NEW darts world champion Michael Smith has credited the key role his mum and dad’s social club in Sutton played in helping propel him to the top of the sport and the global recognition that goes with it.

If last Tuesday’s final is anything to go by, the treble 20 segment of dartboard at the St Anne’s and Blessed Dominic Social Club in Monastery Lane will have been peppered by Smith this last few months.

Daily visits there, combined with the school run for his two boys Michael Jnr and Kasper, have helped the 32-year-old remained focused but grounded.

Both of those factors helped him beat Dutch ace Michael van Gerwen to win the prestigious Sid Waddell trophy and the £500,000 in prize money at Alexandra Palace.

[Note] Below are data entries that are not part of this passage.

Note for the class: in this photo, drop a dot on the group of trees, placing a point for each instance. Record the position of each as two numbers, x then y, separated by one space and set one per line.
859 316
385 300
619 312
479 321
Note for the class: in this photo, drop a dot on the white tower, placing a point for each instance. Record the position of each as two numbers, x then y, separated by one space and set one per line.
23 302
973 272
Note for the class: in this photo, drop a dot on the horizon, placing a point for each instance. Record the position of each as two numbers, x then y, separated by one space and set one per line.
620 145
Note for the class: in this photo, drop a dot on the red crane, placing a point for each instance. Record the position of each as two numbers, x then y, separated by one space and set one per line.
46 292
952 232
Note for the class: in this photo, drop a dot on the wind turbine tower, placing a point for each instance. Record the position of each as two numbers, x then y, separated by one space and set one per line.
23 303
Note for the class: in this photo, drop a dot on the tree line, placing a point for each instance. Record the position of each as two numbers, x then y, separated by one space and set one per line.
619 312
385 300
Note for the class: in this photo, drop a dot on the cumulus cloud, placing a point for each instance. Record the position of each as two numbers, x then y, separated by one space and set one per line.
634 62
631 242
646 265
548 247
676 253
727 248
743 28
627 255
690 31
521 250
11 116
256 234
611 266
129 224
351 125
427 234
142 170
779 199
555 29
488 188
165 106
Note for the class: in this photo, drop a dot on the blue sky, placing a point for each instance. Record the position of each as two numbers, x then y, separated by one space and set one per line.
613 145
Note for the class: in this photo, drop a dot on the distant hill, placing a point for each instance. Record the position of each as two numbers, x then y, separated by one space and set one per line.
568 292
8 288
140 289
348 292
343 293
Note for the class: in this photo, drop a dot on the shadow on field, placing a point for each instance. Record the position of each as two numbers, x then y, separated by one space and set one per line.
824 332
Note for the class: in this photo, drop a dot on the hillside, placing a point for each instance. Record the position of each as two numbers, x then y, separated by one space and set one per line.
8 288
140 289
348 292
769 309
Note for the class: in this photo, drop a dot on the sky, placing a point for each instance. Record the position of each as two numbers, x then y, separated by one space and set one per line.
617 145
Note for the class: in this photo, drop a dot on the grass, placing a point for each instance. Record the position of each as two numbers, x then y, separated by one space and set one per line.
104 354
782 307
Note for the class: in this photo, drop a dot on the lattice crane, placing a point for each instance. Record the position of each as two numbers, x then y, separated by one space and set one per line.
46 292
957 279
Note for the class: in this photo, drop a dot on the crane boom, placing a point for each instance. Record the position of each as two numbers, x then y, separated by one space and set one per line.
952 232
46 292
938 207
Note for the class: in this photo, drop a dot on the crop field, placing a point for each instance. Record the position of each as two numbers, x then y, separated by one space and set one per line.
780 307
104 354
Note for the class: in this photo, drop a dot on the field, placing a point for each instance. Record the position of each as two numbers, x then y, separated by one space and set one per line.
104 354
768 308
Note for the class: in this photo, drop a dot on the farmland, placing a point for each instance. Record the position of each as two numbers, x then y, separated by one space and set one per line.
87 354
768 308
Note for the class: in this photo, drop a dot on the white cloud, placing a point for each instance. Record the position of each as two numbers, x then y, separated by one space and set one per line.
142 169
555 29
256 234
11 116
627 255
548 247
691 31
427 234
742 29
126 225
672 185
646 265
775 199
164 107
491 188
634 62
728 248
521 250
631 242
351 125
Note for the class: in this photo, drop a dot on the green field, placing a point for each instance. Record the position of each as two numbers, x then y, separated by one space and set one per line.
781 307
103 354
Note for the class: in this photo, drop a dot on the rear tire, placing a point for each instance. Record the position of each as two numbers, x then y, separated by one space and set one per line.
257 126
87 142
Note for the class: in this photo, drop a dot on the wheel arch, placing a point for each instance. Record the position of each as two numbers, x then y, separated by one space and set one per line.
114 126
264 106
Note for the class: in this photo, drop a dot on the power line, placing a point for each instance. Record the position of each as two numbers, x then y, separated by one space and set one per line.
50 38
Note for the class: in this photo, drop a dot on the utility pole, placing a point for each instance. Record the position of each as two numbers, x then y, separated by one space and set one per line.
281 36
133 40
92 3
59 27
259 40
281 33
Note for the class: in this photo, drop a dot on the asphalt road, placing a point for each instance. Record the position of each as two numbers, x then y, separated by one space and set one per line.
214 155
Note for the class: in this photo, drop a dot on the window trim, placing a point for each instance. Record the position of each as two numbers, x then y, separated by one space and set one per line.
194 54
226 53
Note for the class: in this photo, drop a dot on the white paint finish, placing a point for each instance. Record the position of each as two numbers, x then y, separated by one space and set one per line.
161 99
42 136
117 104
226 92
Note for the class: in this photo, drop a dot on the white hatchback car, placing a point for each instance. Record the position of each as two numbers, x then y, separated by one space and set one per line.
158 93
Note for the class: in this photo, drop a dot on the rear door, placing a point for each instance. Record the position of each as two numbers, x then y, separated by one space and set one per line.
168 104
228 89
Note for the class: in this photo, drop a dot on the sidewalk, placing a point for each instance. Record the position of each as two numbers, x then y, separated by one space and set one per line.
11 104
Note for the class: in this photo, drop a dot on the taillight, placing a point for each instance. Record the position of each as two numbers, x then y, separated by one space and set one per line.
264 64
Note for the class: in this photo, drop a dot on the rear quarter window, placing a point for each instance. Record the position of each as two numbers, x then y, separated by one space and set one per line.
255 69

World champion or not, Smith was still back on the school run this morning – but he will be leaving off the darts until he travels off to Germany and then Bahrain next week.

But when his does get back on the practice board – it will be a familiar routine that has stood him in good stead, with first November’s Grand Slam and then now the World Championship.

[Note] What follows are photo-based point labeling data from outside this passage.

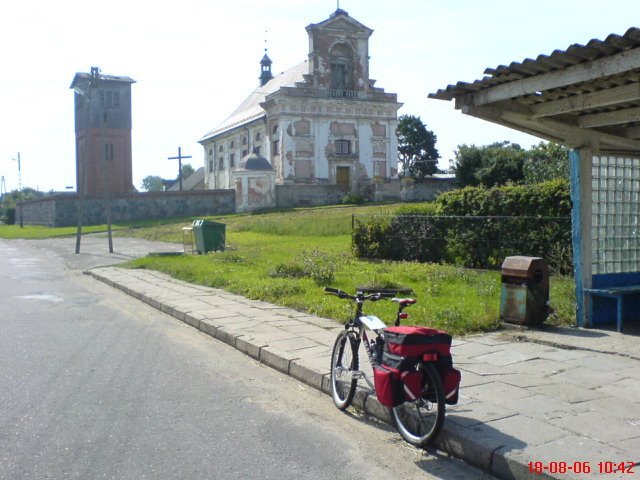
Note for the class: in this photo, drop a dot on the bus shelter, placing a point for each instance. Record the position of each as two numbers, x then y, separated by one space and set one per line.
587 98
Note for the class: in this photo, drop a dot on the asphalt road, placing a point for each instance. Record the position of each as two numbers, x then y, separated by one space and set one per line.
94 384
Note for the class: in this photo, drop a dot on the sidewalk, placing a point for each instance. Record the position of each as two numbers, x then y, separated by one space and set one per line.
569 396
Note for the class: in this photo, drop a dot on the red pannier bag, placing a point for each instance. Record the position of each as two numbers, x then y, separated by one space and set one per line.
407 341
411 385
386 380
451 385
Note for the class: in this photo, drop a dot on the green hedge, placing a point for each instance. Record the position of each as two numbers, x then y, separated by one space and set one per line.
475 227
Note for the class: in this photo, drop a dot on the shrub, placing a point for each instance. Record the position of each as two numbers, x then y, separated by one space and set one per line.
10 216
475 227
353 199
288 270
319 266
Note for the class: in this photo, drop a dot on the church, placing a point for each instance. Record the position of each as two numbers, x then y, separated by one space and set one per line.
321 122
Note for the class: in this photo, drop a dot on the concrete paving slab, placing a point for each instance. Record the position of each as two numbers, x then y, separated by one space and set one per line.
496 392
586 377
599 426
470 412
524 380
569 394
573 449
527 430
545 368
631 448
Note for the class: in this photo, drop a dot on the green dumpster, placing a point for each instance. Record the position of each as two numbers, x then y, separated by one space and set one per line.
208 236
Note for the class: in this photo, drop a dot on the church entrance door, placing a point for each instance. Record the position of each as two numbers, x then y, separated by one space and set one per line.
342 178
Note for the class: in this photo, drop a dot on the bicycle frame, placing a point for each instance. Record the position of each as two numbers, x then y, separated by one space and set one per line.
362 323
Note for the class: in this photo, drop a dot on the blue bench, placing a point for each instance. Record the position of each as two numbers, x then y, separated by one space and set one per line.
617 293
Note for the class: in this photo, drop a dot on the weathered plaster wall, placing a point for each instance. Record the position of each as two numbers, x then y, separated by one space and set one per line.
60 211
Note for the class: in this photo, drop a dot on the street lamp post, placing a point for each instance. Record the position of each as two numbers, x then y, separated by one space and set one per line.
101 151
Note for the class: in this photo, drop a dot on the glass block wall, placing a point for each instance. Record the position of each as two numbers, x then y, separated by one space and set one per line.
615 229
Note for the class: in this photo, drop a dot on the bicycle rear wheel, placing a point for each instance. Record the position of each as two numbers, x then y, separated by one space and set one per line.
344 361
420 421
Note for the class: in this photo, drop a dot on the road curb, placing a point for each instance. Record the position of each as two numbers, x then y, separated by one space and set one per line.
453 440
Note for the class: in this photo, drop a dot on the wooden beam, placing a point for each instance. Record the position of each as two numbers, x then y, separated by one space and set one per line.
605 119
567 134
577 103
582 72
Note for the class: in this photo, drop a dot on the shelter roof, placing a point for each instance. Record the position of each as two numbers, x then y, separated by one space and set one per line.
255 162
250 109
82 76
586 95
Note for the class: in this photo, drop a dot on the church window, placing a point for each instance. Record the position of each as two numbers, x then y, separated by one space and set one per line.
109 99
343 147
341 61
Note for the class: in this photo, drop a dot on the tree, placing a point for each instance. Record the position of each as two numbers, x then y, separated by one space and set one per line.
9 201
417 151
152 183
490 165
546 161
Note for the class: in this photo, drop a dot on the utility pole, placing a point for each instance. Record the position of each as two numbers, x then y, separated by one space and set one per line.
179 158
19 185
107 181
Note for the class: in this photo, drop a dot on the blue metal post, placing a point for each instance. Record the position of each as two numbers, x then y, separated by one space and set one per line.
576 232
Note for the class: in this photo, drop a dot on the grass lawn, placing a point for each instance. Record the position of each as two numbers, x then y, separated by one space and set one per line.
286 257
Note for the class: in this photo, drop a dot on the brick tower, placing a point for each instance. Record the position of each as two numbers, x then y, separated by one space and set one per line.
103 132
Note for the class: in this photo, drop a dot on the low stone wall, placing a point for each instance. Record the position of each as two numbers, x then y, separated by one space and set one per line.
302 195
61 210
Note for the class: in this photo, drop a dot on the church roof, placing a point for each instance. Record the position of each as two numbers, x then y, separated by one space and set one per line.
250 109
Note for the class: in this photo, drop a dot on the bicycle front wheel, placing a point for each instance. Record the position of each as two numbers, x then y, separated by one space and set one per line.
344 362
420 421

Smith said: “My mum and dad have had the club for about 13 years and it has been a good base to practice.

“I do the school run in the morning, then go to the club, open up and lock it behind me so I am on my own, I can practise away and then close up and pick the kids up from school.

“It has always got me away from the house. I have not got a dartboard in the house because it is not going to be like work then, it’d feel like a hobby.

“So, for me getting out to the pub and having my own space and my own practice room has been great for me. That has allowed me to do my own work without distractions.”

Michael Smith never gave up despite defeats

Smith had lost last year at Ally Pally - and in 2019 - and plenty more majors in between.

But he has never given up striving to take out this prize – and had something within him to keep coming back and never giving up.

“I have always told my kids that you get out of sport what you put in. What type of role model would I be if I just quit and not fought as hard as I have to keep coming back,” Smith said.

“Every time the door was shut in my face I just persisted and never walked away – I kept working.

“As long as you keep believing it will finally come true.”

Michael Smith: I am just a kid from Parr

The win has propelled Smith massively into the limelight - nationally and globally - and yet he remains totally grounded.

“It is surreal at times, I am just a kid from Parr – Cherry Tree Drive, where I grew up – so it feels a bit weird.

“You have to remember where you have come from. I have worked hard for it though, but I have to keep on doing what I have been doing and always thinking what got me here instead of what I have achieved. 

"I am still humble. If people ask me for a picture, I never say no, and I always talk to people and sign autographs.

“I think this is why people are starting to like me and chant my name at the tournaments. They can see I am not arrogant with it - I am still a humble person."